La compétence langagière finale d’une personne est une construction nonconsciente de savoirs innés et d’habitudes acquises, qui exigent un calibrage régulier de la conscience. Ce calibrage n’est possible que si la culture produit un certain nombre de règles explicites et transmissibles qui peuvent ensuite être intégrées consciemment. Ce savoir-faire dépendra de la capacité d’une culture à isoler des particularités du langage et à les transmettre, comme le font, en France, l’Académie française, les maîtres d’école et les dictionnaires. Ce savoir explicite rend compte de ce qui peut être décelé empiriquement en regardant la surface des coutumes langagières, mais n’a pas la prétention de rendre compte des dynamiques langagières profondes. L’on retrouve ici deux discussions déjà amorcées par Platon :

a) D’un côté l’Académie française, comme Socrate, lutte contre un changement trop rapide des coutumes langagières, ou au moins essaye de les maîtriser. De ce point de vue, le modèle est celui d’une crainte que le monde ressemble à ce qu’Héraclite et Cratyle ont décrit : un flot incessant et indigeste de transformations.

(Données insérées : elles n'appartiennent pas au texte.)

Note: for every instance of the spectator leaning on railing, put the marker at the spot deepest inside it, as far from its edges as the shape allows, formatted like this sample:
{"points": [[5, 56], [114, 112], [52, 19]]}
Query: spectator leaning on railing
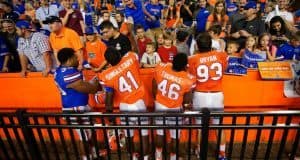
{"points": [[33, 47], [10, 36], [45, 10], [62, 37]]}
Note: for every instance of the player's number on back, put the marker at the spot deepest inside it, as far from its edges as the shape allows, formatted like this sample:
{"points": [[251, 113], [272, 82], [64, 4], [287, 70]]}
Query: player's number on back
{"points": [[203, 72], [127, 82], [171, 92]]}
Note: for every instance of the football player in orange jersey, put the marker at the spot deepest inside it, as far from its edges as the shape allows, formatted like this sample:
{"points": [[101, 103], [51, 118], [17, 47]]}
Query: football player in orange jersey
{"points": [[123, 77], [172, 90], [208, 66]]}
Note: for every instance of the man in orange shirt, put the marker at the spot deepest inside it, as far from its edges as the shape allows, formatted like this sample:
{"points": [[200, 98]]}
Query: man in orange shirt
{"points": [[123, 77], [171, 86], [95, 49], [62, 37], [208, 66]]}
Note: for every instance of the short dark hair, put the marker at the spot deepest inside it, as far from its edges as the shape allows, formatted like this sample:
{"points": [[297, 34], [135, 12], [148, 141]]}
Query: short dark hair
{"points": [[179, 62], [106, 24], [168, 35], [65, 54], [139, 27], [10, 5], [120, 13], [296, 36], [204, 42], [112, 56], [151, 44], [217, 29], [181, 36]]}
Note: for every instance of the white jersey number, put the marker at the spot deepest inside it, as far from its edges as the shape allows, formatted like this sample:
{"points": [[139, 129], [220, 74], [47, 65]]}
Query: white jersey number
{"points": [[172, 92], [126, 83], [203, 72]]}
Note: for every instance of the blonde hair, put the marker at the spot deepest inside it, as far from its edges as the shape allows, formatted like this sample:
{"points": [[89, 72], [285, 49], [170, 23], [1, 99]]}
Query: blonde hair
{"points": [[28, 6], [255, 40]]}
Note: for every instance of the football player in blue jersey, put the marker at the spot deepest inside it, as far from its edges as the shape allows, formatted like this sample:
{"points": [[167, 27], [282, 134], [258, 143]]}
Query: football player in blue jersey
{"points": [[74, 90]]}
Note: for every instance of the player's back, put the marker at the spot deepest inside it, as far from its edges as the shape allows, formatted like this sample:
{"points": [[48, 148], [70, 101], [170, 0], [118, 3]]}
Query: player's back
{"points": [[208, 69], [124, 78], [172, 85], [70, 98]]}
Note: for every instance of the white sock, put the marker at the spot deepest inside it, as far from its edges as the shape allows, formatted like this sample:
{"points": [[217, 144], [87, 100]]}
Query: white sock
{"points": [[158, 153], [222, 147], [134, 156]]}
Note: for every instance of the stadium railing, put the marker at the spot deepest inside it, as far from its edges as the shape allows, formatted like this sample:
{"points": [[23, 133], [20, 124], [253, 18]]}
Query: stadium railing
{"points": [[25, 135]]}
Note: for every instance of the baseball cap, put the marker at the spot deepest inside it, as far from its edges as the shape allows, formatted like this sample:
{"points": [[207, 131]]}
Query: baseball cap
{"points": [[297, 13], [23, 24], [90, 31], [51, 19], [250, 5], [297, 36]]}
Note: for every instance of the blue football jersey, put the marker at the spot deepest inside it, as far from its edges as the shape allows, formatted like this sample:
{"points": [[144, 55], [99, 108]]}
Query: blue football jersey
{"points": [[70, 98]]}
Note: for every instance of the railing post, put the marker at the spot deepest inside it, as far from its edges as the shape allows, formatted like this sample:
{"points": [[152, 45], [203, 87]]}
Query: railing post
{"points": [[204, 134], [28, 136]]}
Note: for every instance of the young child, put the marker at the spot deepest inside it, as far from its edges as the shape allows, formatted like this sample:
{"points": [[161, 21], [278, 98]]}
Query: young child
{"points": [[141, 40], [218, 44], [265, 46], [150, 58], [168, 50], [95, 49], [234, 66], [159, 40], [290, 50], [181, 42], [251, 55], [232, 49]]}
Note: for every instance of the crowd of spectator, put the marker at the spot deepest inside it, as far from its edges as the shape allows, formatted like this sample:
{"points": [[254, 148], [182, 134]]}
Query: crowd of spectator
{"points": [[33, 31]]}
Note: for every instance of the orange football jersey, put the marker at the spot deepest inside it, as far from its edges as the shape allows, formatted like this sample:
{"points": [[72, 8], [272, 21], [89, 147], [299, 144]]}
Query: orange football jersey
{"points": [[208, 69], [124, 78], [172, 85]]}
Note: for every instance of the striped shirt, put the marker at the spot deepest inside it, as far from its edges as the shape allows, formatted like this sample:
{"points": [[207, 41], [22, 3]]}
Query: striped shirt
{"points": [[33, 48]]}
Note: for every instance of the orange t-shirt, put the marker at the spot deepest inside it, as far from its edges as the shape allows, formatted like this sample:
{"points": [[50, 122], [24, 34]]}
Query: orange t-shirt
{"points": [[95, 52], [125, 79], [172, 85], [208, 68], [67, 38]]}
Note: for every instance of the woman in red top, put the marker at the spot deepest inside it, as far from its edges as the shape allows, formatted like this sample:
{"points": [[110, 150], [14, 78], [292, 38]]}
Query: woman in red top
{"points": [[218, 17]]}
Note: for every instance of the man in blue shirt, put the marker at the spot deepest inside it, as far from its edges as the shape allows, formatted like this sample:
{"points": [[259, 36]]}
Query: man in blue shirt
{"points": [[74, 91], [154, 9], [290, 51], [135, 13]]}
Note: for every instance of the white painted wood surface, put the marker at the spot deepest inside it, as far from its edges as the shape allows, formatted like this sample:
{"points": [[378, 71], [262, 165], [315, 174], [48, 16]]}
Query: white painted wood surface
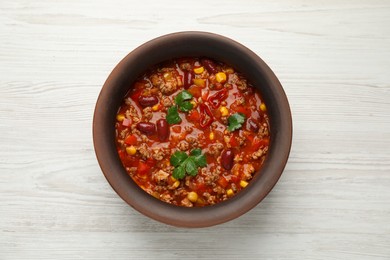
{"points": [[333, 59]]}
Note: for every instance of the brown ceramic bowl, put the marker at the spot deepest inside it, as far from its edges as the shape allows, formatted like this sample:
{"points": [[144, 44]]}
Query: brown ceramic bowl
{"points": [[196, 44]]}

b) De l’autre, Platon et Chomsky semblent garantir que les flots d’une rivière sont canalisés par des rives solides et surtout un sol qui résiste aux changements éternels. Ils différencient la mobilité de l’écume des vagues et la lenteur des grands courants au fond des océans. Ce sont ces grands courants, aussi réguliers que le Gulf Stream de l’Atlantique, qui inspirent les intuitions de l’âme.

Chomsky suppose que le langage est une sorte d’organe, comme l’oeil ou l’ensemble du système visuel38. Les mécanismes de base de la vue sont innés, et utilisent les mêmes stratégies pour distinguer les objets entre eux depuis des millénaires. Ce système est néanmoins suffisamment souple pour s’adapter à l’apparition de nouvelles formes et façons de bouger, qui exigent de nouveaux types de distinctions visuelles (comme l’invention du cinéma). Le langage serait un système de même type, mais plus sophistiqué, et plus ressent dans l’histoire de l’évolution. Comme la capacité de voir, la capacité linguistique, la capacité linguistique contient des mécanismes universels, observables dans toutes les langues humaines. Une des manifestations de ces mécanismes, pour la conscience, est l’intuition du locuteur : ce sentiment qu’une phrase est grammaticalement correcte, la gêne ressentie quand une phrase est incorrecte, quand un mot n’est vraiment pas à sa place. Chomsky39 associe cette intuition du langage aux intuitions produites par l’inconscient platonicien.